# Math Help - Capacitance calculation (parallel plate type)

1. ## Capacitance calculation (parallel plate type)

Im just having a bit of trouble. Here is the question.

Calculate approximate capacitance a parallel plate type device would have on the wafer if the electrode dimensions where 150um by 50um and the thickness of the SiO2 (insulator) between the conductors was 1um.

I keep getting different (and stupid answers). Do i have to take into account the dielectric constant of the silicon dioxide (SiO2) or not?

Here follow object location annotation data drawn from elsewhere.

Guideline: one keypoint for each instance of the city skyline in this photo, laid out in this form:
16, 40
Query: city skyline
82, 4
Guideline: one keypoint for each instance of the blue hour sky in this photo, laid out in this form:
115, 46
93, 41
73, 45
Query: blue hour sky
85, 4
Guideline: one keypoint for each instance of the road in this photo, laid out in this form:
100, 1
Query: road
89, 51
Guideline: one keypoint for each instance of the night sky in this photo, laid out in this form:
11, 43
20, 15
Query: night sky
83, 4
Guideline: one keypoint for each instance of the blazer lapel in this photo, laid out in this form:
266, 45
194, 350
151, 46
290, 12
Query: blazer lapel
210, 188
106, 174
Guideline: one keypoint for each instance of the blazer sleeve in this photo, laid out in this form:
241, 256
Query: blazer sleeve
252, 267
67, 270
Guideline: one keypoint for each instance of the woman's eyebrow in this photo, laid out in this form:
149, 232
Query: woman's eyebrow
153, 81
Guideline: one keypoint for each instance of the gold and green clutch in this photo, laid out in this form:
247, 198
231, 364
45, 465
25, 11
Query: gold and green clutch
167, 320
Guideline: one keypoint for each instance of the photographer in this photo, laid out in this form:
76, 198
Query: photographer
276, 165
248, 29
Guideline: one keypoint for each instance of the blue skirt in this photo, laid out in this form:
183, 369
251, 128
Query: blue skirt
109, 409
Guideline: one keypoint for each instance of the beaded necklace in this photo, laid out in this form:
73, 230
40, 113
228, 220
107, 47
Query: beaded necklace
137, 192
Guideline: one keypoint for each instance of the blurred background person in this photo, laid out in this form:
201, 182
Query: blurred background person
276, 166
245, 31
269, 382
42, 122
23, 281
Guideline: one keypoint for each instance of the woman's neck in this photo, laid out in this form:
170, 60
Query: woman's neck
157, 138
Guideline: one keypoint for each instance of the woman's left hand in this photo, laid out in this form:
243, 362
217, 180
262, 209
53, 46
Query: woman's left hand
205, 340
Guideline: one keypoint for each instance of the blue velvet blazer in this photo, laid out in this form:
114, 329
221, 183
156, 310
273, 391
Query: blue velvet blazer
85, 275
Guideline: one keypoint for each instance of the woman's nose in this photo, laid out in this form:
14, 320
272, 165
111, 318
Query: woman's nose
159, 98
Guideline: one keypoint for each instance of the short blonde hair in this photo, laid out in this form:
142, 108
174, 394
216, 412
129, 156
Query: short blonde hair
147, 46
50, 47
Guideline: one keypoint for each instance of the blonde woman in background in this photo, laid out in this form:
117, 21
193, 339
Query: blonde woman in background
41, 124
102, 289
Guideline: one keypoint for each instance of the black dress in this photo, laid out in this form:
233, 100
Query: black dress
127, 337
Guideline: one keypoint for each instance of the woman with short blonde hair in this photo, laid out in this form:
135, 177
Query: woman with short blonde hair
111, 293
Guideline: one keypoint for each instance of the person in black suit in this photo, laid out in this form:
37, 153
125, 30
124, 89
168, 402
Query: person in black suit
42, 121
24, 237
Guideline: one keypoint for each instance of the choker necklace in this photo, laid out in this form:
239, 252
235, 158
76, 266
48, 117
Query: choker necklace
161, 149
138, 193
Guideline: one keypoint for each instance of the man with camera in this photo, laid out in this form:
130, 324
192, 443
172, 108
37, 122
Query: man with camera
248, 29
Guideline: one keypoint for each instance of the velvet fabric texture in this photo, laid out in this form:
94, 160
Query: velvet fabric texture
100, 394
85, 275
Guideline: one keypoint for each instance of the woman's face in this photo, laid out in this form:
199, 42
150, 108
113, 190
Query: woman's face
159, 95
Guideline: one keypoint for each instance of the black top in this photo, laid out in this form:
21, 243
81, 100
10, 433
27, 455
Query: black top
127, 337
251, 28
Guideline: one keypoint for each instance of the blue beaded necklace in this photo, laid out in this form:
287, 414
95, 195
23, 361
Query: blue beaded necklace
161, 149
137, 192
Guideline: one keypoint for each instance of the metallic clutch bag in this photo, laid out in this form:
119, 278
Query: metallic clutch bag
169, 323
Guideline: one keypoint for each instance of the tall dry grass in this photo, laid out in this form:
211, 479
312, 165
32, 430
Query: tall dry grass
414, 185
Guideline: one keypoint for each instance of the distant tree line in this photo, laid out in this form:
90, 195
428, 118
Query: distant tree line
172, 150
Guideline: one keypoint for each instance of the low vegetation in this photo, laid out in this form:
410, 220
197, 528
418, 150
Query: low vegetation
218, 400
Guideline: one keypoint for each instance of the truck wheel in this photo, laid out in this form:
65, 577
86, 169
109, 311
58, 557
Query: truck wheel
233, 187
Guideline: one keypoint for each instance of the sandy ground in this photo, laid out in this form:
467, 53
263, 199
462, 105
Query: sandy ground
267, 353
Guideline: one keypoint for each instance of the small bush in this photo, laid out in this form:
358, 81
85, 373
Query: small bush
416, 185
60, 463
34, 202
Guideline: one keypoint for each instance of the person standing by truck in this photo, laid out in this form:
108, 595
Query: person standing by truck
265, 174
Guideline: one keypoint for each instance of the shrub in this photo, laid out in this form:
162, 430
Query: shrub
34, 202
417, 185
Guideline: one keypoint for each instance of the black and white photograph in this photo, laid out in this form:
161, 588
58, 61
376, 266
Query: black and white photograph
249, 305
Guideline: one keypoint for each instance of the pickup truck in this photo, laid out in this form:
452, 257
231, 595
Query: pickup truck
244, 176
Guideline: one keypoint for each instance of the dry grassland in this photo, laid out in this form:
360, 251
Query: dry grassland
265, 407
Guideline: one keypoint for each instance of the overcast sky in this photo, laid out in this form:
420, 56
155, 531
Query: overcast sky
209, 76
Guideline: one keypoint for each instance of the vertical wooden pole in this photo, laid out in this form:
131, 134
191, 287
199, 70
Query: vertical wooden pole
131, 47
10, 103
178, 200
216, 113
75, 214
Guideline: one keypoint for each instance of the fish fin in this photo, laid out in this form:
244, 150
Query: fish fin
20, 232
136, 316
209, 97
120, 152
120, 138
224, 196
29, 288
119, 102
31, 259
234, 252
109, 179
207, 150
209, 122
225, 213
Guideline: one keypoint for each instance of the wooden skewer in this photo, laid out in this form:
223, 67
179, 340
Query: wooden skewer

Any help. I know it should be fairly straight forward. Im just getting confused by a few things.

2. Yeh, you need to take into account the permittivity, $\epsilon$ of the $\text{SiO}_2$ dielectric, the area of overlap of the plates, A, and the the distance between them, d, using the equation:

$C=\frac{\epsilon A}{d}$

3. Ok thanks, so 3.9(150um*50um)/1um
=0.02925uf
=29.25nf

3.9 is the dielectric constant of SiO2. Does this seem right? i seem to be getting a different answer.

4. Well, with your numbers I got a different answer, 29.25mF, a fairly large capacitance. I'm not sure what the constant is for silica, but this page:

Dielectric Constants of Materials

thinks 4.5, giving an even bigger capacitance.